All of lore.kernel.org
 help / color / mirror / Atom feed
From: Glauber Costa <glommer@parallels.com>
To: Johannes Weiner <hannes@cmpxchg.org>
Cc: Frederic Weisbecker <fweisbec@gmail.com>,
	KAMEZAWA Hiroyuki <kamezawa.hiroyu@jp.fujitsu.com>,
	Hugh Dickins <hughd@google.com>,
	Andrew Morton <akpm@linux-foundation.org>,
	Tejun Heo <tj@kernel.org>, Daniel Walsh <dwalsh@redhat.com>,
	"Daniel P. Berrange" <berrange@redhat.com>,
	Li Zefan <lizf@cn.fujitsu.com>,
	LKML <linux-kernel@vger.kernel.org>,
	Cgroups <cgroups@vger.kernel.org>,
	Containers <containers@lists.linux-foundation.org>
Subject: Re: [RFD] Merge task counter into memcg
Date: Thu, 12 Apr 2012 13:54:10 -0300	[thread overview]
Message-ID: <4F8708B2.5050301@parallels.com> (raw)
In-Reply-To: <20120412153055.GL1787@cmpxchg.org>


>
>>>> If this gets really integrated, out of a sudden the overhead will
>>>> appear. So better care about it now.
>>>
>>> Forcing people that want to account/limit one resource to take the hit
>>> for something else they are not interested in requires justification.
>>
>> Agree. Even people aiming for unified hierarchies are okay with an
>> opt-in/out system, I believe. So the controllers need not to be
>> active at all times. One way of doing this is what I suggested to
>> Frederic: If you don't limit, don't account.
>
> I don't agree, it's a valid usecase to monitor a workload without
> limiting it in any way.  I do it all the time.

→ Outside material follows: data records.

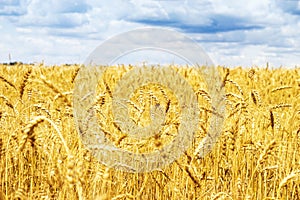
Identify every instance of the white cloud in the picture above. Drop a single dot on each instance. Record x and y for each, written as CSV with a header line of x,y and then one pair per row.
x,y
233,33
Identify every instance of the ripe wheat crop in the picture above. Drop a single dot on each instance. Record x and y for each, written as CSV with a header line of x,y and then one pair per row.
x,y
256,157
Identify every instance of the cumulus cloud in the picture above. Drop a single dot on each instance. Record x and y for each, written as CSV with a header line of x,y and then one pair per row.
x,y
232,32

That's side-tracking. This is one way to do it, not the way to do it.
The main point is that a controller can be trivially made present in a 
hierarchy, without doing anything.


>>
>> A big number of controllers creates complexity. When coding, we can
>> assume a lot less things about their relationships, and more
>> importantly: at some point people get confused. Fuck, sometimes *we*
>> get confused about which controller do what, where its
>> responsibility end and where the other's begin. And we're the ones
>> writing it! Avoiding complexity is an engineering principle, not a
>> gut feeling.
>
> And that's why I have a horrible feeling about extending the cgroup
> core to do hierarchical accounting and limiting.  See below.
>
>> Now, of course, we should aim to make things as simple as possible,
>> but not simpler: So you can argue that in Frederic's specific case,
>> it is justified. And I'd be fine with that 100 %. If I agreed...
>>
>> There are two natural points for inclusion here:
>>
>> 1) every cgroup has a task counter by itself. If we're putting the
>> tasks there anyway, this provides a natural point of accounting.
>
> I do think there is a big difference between having a list of tasks
> per individual cgroup to manage basic task-cgroup relationship on one
> hand, and accounting and limiting the number of allowed tasks over
> multi-level group hierarchies on the other.  It may seem natural on
> the face of it, but it really isn't, IMO.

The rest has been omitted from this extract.